20 Open-source Datasets for Generative and Agentic AI

1. The Pile

The Pile is an extensive, diverse dataset comprising roughly 800GB of text drawn from sources like ArXiv, GitHub, Wikipedia, and more. It has been meticulously compiled to offer a wide spectrum of writing styles and subject matter, making it ideal for training large-scale language models. Researchers and developers leverage The Pile to improve natural language understanding and generation by exposing models to a broad contextual landscape.

Best For:

Training large-scale language models.
Developing sophisticated natural language understanding systems.
Fine-tuning models for domain-specific text generation.

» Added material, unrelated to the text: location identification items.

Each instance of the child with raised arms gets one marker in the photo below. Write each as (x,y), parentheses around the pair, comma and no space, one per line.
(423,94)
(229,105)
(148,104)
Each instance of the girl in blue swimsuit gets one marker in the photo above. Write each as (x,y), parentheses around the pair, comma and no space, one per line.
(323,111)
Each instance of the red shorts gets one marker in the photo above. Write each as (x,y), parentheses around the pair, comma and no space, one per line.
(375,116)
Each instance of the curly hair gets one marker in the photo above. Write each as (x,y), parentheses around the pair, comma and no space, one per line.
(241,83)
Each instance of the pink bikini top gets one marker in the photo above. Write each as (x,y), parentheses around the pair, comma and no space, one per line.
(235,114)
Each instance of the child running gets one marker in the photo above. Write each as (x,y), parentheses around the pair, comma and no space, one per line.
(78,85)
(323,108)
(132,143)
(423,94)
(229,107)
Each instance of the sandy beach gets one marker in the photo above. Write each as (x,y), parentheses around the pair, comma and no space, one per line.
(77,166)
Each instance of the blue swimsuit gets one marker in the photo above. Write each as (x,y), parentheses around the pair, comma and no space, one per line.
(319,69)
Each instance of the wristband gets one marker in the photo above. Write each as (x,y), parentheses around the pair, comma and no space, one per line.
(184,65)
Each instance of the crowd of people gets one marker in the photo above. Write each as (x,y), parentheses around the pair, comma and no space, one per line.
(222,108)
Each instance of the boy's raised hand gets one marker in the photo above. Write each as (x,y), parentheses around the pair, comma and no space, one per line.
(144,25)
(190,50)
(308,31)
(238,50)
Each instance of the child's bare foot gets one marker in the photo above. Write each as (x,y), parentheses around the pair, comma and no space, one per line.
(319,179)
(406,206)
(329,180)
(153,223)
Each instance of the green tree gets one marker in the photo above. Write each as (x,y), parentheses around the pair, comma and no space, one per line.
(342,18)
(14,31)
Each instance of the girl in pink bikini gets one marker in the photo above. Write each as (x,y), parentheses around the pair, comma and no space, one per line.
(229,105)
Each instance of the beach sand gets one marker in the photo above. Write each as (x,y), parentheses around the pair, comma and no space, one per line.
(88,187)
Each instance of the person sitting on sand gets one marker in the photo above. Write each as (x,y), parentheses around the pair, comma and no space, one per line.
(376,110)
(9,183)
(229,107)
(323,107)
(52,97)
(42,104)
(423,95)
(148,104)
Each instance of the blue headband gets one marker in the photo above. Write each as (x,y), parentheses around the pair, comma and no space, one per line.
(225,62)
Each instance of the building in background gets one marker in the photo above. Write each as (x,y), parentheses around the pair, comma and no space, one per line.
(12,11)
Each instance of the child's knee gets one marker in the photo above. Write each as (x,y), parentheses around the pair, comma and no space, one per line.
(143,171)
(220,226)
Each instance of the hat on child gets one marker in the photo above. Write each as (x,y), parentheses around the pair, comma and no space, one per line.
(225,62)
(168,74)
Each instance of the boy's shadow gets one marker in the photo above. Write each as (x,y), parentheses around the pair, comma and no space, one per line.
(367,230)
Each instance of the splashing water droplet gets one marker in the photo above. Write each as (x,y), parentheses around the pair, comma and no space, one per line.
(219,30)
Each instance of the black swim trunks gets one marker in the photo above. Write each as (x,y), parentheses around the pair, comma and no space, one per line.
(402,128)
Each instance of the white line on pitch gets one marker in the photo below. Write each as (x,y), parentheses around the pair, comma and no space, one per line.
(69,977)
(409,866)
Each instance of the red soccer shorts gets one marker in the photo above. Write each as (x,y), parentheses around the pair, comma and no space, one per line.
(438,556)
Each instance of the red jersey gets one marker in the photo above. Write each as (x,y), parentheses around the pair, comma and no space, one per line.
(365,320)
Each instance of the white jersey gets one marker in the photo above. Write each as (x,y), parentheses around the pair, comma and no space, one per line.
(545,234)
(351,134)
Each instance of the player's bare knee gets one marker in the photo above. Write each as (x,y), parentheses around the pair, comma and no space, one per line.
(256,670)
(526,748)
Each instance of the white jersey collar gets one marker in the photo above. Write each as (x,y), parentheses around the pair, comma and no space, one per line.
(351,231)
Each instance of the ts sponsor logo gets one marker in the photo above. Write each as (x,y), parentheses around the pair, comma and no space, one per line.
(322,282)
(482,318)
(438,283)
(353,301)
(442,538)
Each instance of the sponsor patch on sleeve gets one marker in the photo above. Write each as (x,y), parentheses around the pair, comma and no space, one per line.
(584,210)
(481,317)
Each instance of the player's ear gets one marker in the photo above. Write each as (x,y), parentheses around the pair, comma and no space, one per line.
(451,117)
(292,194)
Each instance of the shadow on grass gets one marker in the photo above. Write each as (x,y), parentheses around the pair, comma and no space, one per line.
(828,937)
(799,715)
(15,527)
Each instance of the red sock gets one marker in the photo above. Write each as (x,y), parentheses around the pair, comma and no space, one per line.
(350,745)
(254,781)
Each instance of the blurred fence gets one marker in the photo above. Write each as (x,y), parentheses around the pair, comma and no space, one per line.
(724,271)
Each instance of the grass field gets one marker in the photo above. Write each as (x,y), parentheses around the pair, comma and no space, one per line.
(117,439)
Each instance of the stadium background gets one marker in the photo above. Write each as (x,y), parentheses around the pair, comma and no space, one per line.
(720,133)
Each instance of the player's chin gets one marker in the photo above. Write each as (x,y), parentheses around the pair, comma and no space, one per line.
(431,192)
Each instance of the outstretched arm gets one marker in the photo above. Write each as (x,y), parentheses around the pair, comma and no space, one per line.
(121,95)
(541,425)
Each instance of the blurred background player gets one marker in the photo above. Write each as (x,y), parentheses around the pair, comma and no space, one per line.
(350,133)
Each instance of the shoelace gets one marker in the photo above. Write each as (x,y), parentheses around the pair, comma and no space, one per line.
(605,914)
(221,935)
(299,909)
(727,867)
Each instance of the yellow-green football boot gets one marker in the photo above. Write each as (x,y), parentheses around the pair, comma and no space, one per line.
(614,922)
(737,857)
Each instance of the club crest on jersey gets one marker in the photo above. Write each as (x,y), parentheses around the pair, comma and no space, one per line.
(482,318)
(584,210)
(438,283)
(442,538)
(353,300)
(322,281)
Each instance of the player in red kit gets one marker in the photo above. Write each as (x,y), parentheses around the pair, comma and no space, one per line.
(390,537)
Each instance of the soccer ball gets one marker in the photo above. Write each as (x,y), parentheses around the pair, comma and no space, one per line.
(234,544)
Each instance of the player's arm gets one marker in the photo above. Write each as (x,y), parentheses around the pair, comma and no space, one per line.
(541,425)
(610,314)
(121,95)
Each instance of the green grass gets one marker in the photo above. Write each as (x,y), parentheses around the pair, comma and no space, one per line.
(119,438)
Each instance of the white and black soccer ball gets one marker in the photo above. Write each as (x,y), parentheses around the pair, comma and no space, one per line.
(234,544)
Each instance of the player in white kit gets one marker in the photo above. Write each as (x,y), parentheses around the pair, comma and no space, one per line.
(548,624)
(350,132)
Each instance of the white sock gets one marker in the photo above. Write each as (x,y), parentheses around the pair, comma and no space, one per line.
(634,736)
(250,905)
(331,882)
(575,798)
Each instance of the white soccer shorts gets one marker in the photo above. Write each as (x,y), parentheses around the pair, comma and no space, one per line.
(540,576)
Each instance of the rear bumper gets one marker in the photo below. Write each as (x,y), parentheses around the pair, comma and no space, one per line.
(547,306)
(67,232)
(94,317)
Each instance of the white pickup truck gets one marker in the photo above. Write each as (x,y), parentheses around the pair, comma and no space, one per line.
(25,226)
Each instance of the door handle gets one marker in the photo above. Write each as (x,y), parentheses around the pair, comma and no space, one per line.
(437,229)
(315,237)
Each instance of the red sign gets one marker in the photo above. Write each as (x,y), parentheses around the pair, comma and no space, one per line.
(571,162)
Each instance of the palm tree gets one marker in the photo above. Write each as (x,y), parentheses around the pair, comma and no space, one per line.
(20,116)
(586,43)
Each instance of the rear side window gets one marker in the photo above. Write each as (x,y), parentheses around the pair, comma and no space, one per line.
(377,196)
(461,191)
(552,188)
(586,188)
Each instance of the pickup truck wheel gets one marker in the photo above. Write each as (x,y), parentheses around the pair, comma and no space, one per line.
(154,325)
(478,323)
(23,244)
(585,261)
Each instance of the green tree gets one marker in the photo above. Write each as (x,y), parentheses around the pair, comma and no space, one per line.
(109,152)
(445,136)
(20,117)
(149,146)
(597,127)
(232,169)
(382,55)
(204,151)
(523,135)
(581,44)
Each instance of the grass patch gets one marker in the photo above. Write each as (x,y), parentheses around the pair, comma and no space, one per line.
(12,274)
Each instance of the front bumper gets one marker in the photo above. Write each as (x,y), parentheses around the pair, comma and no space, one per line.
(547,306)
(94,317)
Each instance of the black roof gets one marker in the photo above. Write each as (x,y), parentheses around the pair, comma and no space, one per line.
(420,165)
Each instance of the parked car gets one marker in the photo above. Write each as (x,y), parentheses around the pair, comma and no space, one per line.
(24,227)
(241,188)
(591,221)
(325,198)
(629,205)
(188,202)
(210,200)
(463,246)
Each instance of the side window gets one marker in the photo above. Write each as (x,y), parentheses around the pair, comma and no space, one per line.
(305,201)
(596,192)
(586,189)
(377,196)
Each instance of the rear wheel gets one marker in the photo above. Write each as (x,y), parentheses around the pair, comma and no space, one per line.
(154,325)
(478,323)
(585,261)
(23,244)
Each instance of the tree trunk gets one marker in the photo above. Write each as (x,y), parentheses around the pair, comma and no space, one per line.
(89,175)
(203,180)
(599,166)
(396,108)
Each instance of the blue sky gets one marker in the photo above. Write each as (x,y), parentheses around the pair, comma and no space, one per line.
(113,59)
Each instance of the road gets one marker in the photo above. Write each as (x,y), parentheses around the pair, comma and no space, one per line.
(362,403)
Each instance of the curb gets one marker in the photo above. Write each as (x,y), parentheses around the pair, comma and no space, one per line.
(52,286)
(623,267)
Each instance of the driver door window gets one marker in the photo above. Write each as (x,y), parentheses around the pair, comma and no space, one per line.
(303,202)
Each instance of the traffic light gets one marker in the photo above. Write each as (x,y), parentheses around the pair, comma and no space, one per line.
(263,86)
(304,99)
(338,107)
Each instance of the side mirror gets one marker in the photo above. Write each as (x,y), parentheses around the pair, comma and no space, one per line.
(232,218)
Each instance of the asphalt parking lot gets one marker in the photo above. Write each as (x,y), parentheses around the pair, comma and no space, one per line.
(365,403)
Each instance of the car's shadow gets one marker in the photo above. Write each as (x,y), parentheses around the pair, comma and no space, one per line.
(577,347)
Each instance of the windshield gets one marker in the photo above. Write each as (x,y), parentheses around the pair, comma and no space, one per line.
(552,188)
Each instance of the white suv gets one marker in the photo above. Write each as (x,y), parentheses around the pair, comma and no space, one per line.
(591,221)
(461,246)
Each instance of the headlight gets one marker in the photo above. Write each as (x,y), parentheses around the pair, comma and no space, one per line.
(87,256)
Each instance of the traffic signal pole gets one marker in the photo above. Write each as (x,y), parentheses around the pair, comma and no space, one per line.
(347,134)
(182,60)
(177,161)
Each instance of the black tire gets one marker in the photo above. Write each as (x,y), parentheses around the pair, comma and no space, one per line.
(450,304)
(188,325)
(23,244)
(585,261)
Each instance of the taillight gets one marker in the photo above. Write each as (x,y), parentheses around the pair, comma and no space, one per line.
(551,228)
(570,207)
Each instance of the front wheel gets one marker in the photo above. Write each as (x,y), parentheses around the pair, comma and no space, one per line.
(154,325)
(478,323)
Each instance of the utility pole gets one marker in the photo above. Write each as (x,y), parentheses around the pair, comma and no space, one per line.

Link: EleutherAI – The Pile

2. Common Crawl

Common Crawl aggregates billions of web pages scraped on a monthly basis, offering a true web-scale dataset. Its vast collection captures diverse content from across the internet, making it a foundational resource for training robust language models. The dataset is invaluable for tasks ranging from language modeling to large-scale information retrieval due to its comprehensive and continuously updated nature.

Best For:

Building web-scale language models.
Enhancing information retrieval and search engine capabilities.
Analyzing content trends and user behavior online.

Link: Common Crawl

3. WikiText

WikiText is an open-source language modeling dataset derived from high-quality Wikipedia articles. It retains the rich structure and linguistic complexity found in editorial content, offering models a challenging environment to learn long-range dependencies. It also features a far larger vocabulary and retains the original case, punctuation and numbers. The WikiText-2 dataset is over 2 times larger than the first, and WikiText-103 is over 110 times larger.

Best For:

Training language models with a focus on long-range context.
Benchmarking next-word prediction and text generation tasks.
Fine-tuning models for summarization and translation applications.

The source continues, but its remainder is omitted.